Where SuperEpic differs from the competition is via its “cross media” features. Not far into my playthrough I was surprised to spot a QR code next to a locked gate. I scanned the code on my phone and to my surprise I was linked to a RegnantCorp knock-off of Flappy Bird. Achieving a high score provided me with a code to unlock the gate. Later on another QR code took me to a mobile app which mined currency which could then be traded for cash cards, which can be used to buy items and special moves in game. I loved that Undercoders found a way to take the game beyond the confines of the Switch, and they have exhibited real skill in emulating the naffest mobile games out there so authentically.
These mobile games of course tie in SuperEpic‘s narrative. This is a game which was clearly put together by passionate developers who are dismayed at the cynicism found in games published by the likes of EA and Activisim. This means it feels like no accident that SuperEpic is such a complete package. Not only is there a sizeable map to explore along with several bosses to take down, but Undercoders have developed a completely separate rogue-lite mode which mixes up the gameplay with new weapons not found in game and a completely different system of progression. I dipped into this mode after finishing the campaign expecting a mild diversion, but I found myself being pulled in all over again.
My only major criticism is with the number of typos in the in-game text. SuperEpic was clearly translated from another language and could have done with an extra proof-read to ensure the dialogue stood up to scrutiny. It’s not too distracting as SuperEpic isn’t really driven by its story, but a bit of polish would make it feel less like a minor indie title and more on the level of games like Hollow Knight and Axiom Verge.

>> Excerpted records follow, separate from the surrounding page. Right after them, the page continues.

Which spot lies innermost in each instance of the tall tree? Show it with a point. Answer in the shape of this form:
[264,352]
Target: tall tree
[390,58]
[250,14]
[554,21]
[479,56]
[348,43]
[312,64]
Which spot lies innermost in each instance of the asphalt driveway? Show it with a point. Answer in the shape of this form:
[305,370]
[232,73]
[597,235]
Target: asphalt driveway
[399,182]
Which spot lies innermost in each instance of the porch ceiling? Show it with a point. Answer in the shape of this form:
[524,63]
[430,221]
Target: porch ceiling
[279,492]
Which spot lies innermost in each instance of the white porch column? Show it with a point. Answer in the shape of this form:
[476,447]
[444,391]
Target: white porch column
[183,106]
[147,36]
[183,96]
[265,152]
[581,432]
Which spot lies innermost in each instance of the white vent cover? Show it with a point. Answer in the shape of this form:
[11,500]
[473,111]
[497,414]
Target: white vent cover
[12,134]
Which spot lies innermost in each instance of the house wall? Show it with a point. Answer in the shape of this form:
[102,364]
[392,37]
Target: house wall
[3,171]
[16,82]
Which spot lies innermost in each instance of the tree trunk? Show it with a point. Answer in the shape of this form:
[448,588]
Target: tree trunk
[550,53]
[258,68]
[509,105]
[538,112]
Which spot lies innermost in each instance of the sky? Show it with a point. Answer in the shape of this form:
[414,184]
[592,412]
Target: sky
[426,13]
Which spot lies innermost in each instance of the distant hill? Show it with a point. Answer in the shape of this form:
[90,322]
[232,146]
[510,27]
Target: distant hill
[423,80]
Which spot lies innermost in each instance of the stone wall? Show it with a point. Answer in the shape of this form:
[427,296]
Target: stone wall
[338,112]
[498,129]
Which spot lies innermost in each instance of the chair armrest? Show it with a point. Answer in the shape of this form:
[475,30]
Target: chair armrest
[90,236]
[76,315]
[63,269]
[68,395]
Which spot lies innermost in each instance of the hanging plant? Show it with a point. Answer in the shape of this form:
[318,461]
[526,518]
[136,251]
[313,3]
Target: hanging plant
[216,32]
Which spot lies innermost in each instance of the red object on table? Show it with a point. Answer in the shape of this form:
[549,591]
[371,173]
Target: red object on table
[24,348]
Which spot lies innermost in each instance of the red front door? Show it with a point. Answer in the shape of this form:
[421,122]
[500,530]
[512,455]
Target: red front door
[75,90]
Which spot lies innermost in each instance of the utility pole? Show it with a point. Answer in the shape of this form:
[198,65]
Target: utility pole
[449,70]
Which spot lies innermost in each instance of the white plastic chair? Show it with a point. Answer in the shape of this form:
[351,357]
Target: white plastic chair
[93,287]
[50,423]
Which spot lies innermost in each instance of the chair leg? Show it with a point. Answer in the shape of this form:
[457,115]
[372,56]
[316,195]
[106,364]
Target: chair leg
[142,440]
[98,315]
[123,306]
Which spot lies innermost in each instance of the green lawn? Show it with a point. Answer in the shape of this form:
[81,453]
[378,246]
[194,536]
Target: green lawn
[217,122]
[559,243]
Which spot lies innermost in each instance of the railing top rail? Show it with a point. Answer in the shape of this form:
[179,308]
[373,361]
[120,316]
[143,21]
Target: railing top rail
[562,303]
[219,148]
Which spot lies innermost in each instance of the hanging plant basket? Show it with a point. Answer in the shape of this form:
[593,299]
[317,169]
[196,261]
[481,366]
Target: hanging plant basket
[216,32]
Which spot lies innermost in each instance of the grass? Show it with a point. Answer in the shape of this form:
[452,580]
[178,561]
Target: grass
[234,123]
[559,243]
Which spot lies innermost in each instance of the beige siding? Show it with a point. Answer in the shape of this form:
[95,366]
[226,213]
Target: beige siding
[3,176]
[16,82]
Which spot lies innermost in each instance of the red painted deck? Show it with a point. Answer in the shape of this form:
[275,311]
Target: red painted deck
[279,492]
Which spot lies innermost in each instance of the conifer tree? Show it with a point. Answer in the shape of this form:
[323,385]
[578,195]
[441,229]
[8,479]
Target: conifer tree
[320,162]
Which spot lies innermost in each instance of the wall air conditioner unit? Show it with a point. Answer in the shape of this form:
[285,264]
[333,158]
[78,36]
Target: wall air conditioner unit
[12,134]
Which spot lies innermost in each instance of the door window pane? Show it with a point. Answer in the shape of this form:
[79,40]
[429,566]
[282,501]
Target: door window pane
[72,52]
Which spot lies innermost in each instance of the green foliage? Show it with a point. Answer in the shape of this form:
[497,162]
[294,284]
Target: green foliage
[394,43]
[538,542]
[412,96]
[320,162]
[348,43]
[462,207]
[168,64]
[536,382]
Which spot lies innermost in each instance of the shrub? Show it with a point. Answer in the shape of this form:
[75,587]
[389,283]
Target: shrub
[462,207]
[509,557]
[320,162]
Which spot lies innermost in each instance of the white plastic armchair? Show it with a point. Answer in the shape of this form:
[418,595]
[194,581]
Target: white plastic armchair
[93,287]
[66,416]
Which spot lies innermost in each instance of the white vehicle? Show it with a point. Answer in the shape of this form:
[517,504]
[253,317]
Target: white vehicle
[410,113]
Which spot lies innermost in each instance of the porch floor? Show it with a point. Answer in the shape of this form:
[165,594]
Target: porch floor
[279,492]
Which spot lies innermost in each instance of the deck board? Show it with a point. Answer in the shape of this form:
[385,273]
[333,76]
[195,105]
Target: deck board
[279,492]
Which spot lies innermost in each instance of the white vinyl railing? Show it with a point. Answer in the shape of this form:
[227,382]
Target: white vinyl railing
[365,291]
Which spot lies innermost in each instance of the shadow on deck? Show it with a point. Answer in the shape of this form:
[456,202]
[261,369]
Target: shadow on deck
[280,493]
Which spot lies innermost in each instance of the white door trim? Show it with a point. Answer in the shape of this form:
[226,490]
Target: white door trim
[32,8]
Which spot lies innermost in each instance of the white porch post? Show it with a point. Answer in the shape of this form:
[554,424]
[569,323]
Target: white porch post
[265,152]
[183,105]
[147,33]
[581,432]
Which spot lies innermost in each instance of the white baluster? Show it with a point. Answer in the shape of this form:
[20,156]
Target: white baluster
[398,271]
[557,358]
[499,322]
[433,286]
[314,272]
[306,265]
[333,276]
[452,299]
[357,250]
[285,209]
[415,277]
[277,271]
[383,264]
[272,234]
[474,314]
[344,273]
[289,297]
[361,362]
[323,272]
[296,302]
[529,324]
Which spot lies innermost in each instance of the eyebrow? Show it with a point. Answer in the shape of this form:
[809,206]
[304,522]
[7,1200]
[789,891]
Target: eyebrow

SuperEpic has brilliant retro-tinged visuals, calling to mind Earthworm Jim or Toejam and Earl with its wacky, skilfully animated sprite-work. Unusually for games of this genre very few enemies are simply harder versions of foes found earlier in the game, and it’s always fun to progress to a new area and see which bad lads inhabit it.
Backgrounds also look great, with the last area of the game being particularly detailed and varied.
SuperEpic looks great in both docked and handheld modes, though I recommend giving it a blast on the TV to see some of the animations close-up.
SuperEpic soundtrack isn’t limited to just one genre. Some tracks are the frenetic synthy jaunts laden with scratchy guitar, but music in later levels is more atmospheric, evoking the masterful David Wise’s work on Donkey Kong Country. Every level theme is memorable but never becomes annoying, which is great for a game which involves a fair bit of back-tracking.
SuperEpic offers a large map to explore and multiple endings depending upon whether you complete certain side objectives. The £20 price point might seem high, but with the rogue-lite mode meaning you kind of get two games in one so long as you want more of the campaign you’ll get your money’s worth. All that being said the platforming is not generally challenging (unless you’re shooting for all the secrets), so if you prefer your action platformers to be more platformer than action you might be done by the time the credits roll.
SuperEpic won’t be for everyone, but it’s perfect for gamers who enjoy action platformers with a Metroidvania structure. The gameplay can become repetitive but I never found that it stopped being fun. The challenge is pitched just about right to encourage you to save up for those upgrades which give you a couple more health points or a more powerful weapon. I give it the Thumb Culture gold award.
Disclaimer: A code was received in order to write this review.